Pakistan is a case in point. From 2008 onwards and even earlier, there was an excessive emphasis on tax collection. But the approach was faulty as there were no accompanying efforts to reform the tax administration or rid the tax machinery of corruption and inefficiency. As a result, the burden falls heavily on those already in the tax net while those outside the net continue with their immunity. This is one of the basic reasons for the failure of IMF programmes.
There are also sectoral issues. Under IMF directions, achieving “cost-recovery” tariffs for electricity was a prime objective. The problem in the power sector (and in natural gas distribution to a large extent) is of revenue leakages that occur due to non-recovery from large consumers, and theft that occurs in collusion with the field staff of the utilities. But no coordinated drive has ever been launched to take care of this aspect of the problem: stopping power theft and recovering dues from the big guns, including government departments and bodies.
The IMF’s simplistic and counterproductive approach has been to increase electricity charges, an approach which hits the consumer hard as well as the industry whose cost of production goes up. As we all know, Pakistan has made multiple large adjustments to electricity tariffs under the IMF advice since 2008. But it had no positive impact. The net result has been that the circular debt in the power sector has increased from about Rs120 billion in 2008 to over Rs1,400b in 2019. It may be recalled here that in 1988, the World Bank made Pakistan to auction its public debt and liberalise interest rates in the belief that the price the country would have to pay for borrowing would force greater discipline in public finances.
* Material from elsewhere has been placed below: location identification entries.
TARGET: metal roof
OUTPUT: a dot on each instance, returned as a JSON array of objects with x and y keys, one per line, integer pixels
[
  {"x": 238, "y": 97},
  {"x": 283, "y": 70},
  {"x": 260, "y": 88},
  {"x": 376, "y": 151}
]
Instead, the country’s interest payments on public debt soared overnight, adding to the fiscal deficit.
The tragedy is that despite repeated failure, the IMF, the World Bank and other international agencies continue with their thickheaded policies, creating enormous difficulties for the government and people of the targeted countries. The most important task is institutional development which is not seriously tackled. In our case, institutional capacity needs to be built in tax administration (both federal as well as provincial), the energy governance chain (regulators, ministries, companies), and in key implementers, such as the Finance Ministry and the State Bank of Pakistan.
But this is easier said than done. It calls for hard work and sustained capacity building to improve the quality of governance. The time duration of the IMF programmes is also another serious issue which has not yet been addressed. Here, the IMF acts like an NGO which launches a time-bound project, completes it fully or partially and then leaves. But the IMF is not an NGO. Policy reforms and capacity building have to be a sustained process spread over several years. The IMF leaving after a limited period without evaluating the outcome of the programme objectives is the fundamental reason for its failure in country after country.
Institutional and structural reforms can never be halfway house. These have to be planned and sequenced. But the IMF staff is always in a hurry which spoils everything. The IMF steamrolls everything in utter disregard of the political exigencies of the incumbent government. It also focuses on less important policy actions, which jeopardise the larger picture. The IMF’s inability to gauge the actual burden of the price adjustments and their social effects is its ultimate undoing.